Random Forest Tuning

Over the past 2 years since learning Python/R from zero, I have been forcing myself to learn how to build an algorithmic trading program. It has definitely been a very steep curve but as with everything else, a challenege is what I enjoy. It definitely took a lot of reading on trading strategies but also improving my programming skills in general. I remember how much I forced myself to do countless variations “Hello World” just to learn print functions. Now, I share my knowledge as much as I can with other people who are interested, either programming in general, infosec or data science.

In this post, we will look at parameter tuning for random forest for mtry and trees. It will follow the standard grid search but deal with the “typical values” as compared to actual data. In this case, I am performing a regression modelling for stocks/shares in the Kuala Lumpur Stock Exchange (KLSE).

What do these parameters do?

What is mtry?

Mtry is the number of randomly chosen variables/features when forming a split in the tree. If the data has 60 different features/predictors, the model will select a subset of it during splitting and find the feature which reduces the node impurity the most or best explains the data (in simple terms, least error). This is in comparison to a standard recursive partitioning algorithm where it searches through all the features, instead of a subset, and finds the feature which best describes the data. Essentially is the amount of features made available during splitting.

What are trees?

These are typically the depth (vertical depth) of the decision trees which are built to describe the data based on the variables. It can also be thought of as the levels of splits.

Here is a more comprehensive explanation at Analytics Vidhya

Conventional wisdom

Typical advice you will hear when working with random forests is:

build deep trees until the magnitude of improvement for error tapers down
start with investigating the values around mtry = sqrt(features)

Before we continue, some details of R packages I am using:

ranger - optimized (read as FAST!) random forest (parallelized over cpus)
caret - postResample() to measure RMSE and Rsquared

Actual results

Generally, when we start tuning these parameters we essentially hold either one value constant and iterate over the other. In the figure below, that is exactly what I have done, set the number of trees at 150 and look at varying values for mtry where mtry = sqrt(features) = 8.

_config.yml

From the figure, it is obvious that mtry=12 is the best since it gives the lowest value for RMSE around 0.072. However, the overall Rsquared is very low around 0.45. If we were to stick with the “typical advice” then the solution would have been to choose mtry=12 and continue on. However, being curious as usual, I decided to iterate mtry at the higher extreme where having all the possible features available for consideration.

_config.yml

As is noticeable, even the range for RMSE has dropped to below 0.07 and the Rsquared has climbed to higher than 0.5. So it seems that having all, if not most, of the features considered at each split improves the model.
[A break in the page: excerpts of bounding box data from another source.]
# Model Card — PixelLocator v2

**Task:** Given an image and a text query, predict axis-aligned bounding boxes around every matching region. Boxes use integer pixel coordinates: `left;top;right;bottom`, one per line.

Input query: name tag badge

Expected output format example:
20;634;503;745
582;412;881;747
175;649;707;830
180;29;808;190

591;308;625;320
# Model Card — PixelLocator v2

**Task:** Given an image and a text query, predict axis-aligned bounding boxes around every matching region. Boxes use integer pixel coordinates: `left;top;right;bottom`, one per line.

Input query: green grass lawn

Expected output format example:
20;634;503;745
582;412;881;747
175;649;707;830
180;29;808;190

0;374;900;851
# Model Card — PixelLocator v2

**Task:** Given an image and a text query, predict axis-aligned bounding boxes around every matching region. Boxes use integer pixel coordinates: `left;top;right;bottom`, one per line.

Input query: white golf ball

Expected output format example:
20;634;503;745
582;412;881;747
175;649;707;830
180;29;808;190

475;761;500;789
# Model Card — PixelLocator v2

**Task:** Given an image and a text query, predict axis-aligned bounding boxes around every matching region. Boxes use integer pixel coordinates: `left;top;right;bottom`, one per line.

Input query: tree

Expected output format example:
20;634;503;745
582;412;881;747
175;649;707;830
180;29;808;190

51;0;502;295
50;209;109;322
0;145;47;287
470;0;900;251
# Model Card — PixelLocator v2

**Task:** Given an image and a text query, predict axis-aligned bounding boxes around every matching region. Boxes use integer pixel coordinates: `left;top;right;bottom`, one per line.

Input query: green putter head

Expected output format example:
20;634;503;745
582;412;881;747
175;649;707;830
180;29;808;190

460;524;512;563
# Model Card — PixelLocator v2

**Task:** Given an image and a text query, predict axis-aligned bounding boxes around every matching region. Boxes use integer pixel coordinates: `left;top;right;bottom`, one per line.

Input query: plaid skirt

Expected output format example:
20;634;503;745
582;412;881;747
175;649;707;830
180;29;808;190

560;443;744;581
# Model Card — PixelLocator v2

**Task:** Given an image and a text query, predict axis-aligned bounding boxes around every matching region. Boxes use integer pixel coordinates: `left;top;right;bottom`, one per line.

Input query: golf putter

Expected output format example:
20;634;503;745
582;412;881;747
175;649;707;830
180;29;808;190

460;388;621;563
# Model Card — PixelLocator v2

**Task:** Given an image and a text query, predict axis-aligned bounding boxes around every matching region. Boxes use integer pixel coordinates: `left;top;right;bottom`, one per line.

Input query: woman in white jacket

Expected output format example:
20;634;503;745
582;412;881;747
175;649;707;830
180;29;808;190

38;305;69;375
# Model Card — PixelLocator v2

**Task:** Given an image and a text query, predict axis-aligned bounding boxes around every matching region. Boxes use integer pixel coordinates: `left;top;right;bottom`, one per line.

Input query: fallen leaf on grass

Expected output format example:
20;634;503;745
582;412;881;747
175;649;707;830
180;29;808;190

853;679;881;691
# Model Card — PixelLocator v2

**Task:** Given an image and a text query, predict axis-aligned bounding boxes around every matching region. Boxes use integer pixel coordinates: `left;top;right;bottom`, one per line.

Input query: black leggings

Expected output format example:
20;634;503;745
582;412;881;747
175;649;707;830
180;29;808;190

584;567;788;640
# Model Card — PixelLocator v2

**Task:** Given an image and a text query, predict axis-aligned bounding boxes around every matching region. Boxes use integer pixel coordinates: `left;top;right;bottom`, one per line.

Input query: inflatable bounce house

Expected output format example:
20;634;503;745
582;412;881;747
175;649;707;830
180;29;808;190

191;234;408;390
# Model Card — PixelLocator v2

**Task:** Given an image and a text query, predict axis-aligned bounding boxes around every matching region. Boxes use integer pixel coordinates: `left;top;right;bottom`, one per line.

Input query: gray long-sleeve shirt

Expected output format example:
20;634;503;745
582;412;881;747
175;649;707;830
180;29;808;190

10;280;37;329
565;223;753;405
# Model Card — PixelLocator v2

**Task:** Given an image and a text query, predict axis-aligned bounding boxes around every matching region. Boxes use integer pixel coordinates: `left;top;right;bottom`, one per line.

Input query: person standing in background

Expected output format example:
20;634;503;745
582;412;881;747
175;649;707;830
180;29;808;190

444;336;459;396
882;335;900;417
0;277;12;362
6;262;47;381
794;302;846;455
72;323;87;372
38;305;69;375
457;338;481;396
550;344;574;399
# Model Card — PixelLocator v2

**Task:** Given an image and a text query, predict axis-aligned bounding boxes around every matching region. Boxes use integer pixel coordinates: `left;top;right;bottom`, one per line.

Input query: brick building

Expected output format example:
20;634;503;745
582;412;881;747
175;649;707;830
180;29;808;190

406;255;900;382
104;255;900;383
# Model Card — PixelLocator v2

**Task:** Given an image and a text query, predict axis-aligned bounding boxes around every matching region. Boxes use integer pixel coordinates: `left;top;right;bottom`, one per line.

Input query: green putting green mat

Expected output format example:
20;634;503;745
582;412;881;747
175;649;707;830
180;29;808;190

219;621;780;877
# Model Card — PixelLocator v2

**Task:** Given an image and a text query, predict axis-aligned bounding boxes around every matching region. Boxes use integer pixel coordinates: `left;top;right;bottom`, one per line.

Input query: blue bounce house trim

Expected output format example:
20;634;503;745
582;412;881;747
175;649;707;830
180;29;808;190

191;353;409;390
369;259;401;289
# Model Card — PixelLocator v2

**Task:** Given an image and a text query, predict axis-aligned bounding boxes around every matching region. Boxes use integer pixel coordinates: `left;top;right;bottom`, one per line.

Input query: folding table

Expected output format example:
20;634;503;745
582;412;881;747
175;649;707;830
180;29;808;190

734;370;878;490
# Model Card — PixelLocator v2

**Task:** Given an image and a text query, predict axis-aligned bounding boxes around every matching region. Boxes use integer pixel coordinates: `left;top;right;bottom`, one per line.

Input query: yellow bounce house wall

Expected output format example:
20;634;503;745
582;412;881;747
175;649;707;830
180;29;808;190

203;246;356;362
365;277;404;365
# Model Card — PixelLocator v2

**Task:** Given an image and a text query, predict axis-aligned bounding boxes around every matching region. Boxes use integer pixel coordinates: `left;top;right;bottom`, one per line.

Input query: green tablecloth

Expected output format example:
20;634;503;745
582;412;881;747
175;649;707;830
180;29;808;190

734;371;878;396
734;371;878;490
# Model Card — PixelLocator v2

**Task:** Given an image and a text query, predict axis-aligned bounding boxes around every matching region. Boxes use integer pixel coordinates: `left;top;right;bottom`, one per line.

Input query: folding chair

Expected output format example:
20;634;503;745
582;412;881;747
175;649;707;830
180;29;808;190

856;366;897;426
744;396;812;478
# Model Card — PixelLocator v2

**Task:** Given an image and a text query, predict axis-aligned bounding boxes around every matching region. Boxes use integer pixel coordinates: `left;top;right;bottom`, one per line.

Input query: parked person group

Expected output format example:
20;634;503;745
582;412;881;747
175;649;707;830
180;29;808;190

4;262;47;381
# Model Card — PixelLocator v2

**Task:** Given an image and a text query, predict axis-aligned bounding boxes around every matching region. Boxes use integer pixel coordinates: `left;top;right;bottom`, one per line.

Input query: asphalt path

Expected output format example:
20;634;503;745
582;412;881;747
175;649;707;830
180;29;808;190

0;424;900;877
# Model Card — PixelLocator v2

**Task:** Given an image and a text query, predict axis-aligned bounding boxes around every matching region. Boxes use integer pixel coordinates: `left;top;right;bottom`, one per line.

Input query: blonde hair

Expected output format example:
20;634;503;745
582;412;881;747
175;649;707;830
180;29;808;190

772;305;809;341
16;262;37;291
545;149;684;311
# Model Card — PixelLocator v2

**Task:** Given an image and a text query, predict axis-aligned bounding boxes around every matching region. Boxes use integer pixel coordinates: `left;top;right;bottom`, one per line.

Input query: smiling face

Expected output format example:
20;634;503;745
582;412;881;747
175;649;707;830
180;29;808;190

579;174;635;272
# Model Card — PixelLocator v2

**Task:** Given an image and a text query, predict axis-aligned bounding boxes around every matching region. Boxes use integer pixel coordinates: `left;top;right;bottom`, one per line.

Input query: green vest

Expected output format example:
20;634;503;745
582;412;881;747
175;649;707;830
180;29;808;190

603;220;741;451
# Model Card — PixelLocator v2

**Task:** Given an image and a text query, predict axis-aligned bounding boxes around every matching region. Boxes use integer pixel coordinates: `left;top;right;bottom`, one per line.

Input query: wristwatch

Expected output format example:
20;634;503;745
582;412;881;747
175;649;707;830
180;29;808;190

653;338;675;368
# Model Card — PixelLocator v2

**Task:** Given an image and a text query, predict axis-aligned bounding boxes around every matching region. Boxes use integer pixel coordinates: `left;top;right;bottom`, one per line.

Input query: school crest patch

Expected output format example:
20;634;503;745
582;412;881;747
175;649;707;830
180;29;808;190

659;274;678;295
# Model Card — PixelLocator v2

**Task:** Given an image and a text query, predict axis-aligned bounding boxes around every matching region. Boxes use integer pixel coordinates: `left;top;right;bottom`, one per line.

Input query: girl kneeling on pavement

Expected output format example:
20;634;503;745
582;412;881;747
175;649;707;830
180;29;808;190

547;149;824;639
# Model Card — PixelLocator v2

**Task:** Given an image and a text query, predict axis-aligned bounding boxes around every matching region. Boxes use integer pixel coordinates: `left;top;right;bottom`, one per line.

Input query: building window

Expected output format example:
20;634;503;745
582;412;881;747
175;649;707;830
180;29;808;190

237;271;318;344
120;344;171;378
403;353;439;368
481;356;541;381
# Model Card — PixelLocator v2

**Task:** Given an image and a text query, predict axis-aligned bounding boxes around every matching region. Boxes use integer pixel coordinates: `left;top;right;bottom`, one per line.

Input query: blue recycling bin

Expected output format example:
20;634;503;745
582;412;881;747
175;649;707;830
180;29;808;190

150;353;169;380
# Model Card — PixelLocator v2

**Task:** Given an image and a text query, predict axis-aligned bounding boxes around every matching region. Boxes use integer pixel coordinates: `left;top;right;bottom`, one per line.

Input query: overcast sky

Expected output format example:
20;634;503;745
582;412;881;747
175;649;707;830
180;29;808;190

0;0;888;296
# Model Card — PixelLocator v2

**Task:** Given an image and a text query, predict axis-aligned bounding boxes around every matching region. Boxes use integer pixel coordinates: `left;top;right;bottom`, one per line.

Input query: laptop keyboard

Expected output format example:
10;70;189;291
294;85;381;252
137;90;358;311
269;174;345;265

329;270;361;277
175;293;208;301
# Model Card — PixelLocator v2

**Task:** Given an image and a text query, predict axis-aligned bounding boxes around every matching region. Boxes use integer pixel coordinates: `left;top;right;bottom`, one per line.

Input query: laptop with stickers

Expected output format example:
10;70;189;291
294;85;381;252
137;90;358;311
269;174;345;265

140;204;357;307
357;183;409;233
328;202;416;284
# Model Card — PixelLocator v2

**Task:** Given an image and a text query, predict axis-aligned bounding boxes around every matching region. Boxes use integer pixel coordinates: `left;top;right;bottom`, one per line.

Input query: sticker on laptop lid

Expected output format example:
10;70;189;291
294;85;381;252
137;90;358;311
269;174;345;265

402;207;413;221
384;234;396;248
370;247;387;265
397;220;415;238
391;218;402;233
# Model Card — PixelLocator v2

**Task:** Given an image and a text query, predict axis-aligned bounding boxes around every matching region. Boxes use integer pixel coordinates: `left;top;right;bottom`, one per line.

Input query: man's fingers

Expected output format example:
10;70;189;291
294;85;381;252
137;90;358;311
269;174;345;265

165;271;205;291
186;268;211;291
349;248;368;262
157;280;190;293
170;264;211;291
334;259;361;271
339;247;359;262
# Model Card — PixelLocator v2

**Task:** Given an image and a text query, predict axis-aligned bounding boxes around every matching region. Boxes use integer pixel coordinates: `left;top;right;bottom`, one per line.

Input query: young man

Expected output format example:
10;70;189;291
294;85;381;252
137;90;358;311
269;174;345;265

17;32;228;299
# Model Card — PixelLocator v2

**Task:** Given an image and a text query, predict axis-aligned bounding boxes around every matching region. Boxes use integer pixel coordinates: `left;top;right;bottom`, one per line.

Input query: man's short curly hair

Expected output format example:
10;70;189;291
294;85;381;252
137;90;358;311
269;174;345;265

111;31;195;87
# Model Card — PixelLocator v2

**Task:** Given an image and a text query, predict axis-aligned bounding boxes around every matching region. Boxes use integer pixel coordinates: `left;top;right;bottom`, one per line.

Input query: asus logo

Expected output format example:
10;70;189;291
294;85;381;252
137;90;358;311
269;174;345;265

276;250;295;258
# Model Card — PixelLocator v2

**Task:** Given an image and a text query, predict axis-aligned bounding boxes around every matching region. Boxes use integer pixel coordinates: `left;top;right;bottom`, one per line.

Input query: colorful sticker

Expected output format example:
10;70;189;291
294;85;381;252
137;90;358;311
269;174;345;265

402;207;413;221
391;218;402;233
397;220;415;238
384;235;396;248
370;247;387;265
Given that I will be modelling for all the stocks on the KLSE main board, I will choose mtry between 50 and 57.

Next, we iterate over the trees at constant value of mtry to determine the best depth. Here, I tested values of mtry=20 and mtry=57

_config.yml

One of the first things to note is the difference in the ranges, RMSE and Rsquared drastically drops at mtry=57.

Furthermore we note that for:

mtry=20, best results are at trees=100 or 300
mtry=57, best results are at trees=150

At this point it is clear, that the best ranges are:

mtry between 50-57
trees between 100-150, possibly 200

If I were to choose the best solution, I would have implemented the modelling to perform a search over the two ranges and use the optimal model. However, I have to operate under certain constraints, namely, computation time given that I am working on an old Intel i5-750 and also the fact that I am modelling the entire main board ( approx. 200 stocks after filtering).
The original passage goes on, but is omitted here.